The provision of such relief proves extremely difficult when warlords seize supplies to feed armed marauders, unmoved by the disaster befalling their fellow Somalis. What can the world do?
In Ethiopia, following the collapse of the Mengistu regime, sufficient authority remained in Addis Ababa to work out a political settlement. The situation there is far from settled, but shows signs of improvement. In Lebanon, neighboring Syria has imposed a fragile stability. In Liberia, a West African peacekeeping force seeks to restore a semblance of order. In the former Yugoslavia, political leadership exists that is capable - if it so wishes - of moving to greater stability.
In Somalia, however, the UN and others who would help the people are reduced to bargaining with at least four different warlords - not over a longer- range prospect for the country, but over the immediate conditions for providing food and medicine. UN action, beyond shipments of supplies, has been limited to providing 500 Pakistani troops. Their mission appears to be confined to reopening the port of Mogadishu, and even that is difficult.

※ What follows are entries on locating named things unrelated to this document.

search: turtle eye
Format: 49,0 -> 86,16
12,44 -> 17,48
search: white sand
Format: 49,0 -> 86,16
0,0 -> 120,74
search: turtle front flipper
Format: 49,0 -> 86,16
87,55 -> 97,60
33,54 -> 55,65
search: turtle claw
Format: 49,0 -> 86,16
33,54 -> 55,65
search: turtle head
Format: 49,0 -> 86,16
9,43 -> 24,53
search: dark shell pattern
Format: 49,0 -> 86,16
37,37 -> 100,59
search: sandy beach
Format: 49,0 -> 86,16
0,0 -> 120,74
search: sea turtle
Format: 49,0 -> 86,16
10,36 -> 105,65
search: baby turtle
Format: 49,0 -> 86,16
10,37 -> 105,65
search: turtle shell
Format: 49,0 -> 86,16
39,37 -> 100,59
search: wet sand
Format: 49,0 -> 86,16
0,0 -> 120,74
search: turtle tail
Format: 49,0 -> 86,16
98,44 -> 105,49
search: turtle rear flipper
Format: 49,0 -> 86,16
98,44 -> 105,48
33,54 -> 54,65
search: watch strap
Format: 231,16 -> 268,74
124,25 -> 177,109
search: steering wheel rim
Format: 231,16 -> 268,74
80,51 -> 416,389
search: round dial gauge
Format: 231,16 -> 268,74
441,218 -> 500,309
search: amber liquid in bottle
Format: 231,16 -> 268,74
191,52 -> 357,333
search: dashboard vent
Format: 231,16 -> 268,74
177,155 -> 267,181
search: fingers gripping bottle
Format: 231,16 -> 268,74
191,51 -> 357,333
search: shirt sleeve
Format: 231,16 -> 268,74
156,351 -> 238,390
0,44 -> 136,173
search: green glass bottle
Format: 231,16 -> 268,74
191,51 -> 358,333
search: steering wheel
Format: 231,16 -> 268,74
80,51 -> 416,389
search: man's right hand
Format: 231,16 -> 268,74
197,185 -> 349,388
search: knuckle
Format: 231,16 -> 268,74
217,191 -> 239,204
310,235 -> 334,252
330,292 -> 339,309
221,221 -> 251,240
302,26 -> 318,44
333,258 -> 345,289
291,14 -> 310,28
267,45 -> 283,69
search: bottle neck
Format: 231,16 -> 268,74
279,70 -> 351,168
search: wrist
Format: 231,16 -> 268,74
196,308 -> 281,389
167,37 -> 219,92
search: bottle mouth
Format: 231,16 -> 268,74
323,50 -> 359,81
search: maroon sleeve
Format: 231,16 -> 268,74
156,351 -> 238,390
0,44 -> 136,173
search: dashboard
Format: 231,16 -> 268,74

To the outsider, it seems doubtful that major improvement in the Somali situation will be possible until some form of new political authority can be established. But how can that be accomplished?
Can the community of nations impose order? In Liberia, the West African peacekeeping force, led by Nigeria, sought at first to negotiate with claimants to power, but now finds itself in actual combat with the forces of one of the pretenders, Charles Taylor. It seems highly doubtful that any group of nations would be prepared to pay the costs and take the risks of a military solution in Somalia. And what would follow such action, where no claimant to power in that tribally based society has national suppo rt - a UN trusteeship? To much of the world, particularly among the newer nations, that solution would awaken visions of a new colonialism.
No other nation in the region has ambitions to govern Somalia - as Syria does in Lebanon. And few in the world community are totally happy with the "Syrian solution" in that country.
Ironically, Somalia was ethnically and linguistically one of the most homogeneous countries in Africa. Hope for ultimate stability may yet lie in the basic homogeneity among the proud Somalis.
Until that prospect is realized, however, the global community has no magic formula to heal a mortally wounded nation-state.
The only alternative appears to be to continue to improve the conditions for humanitarian relief against heavy odds until some now-unforeseen opportunity arises to bring Somalis together to negotiate a more permanent political settlement.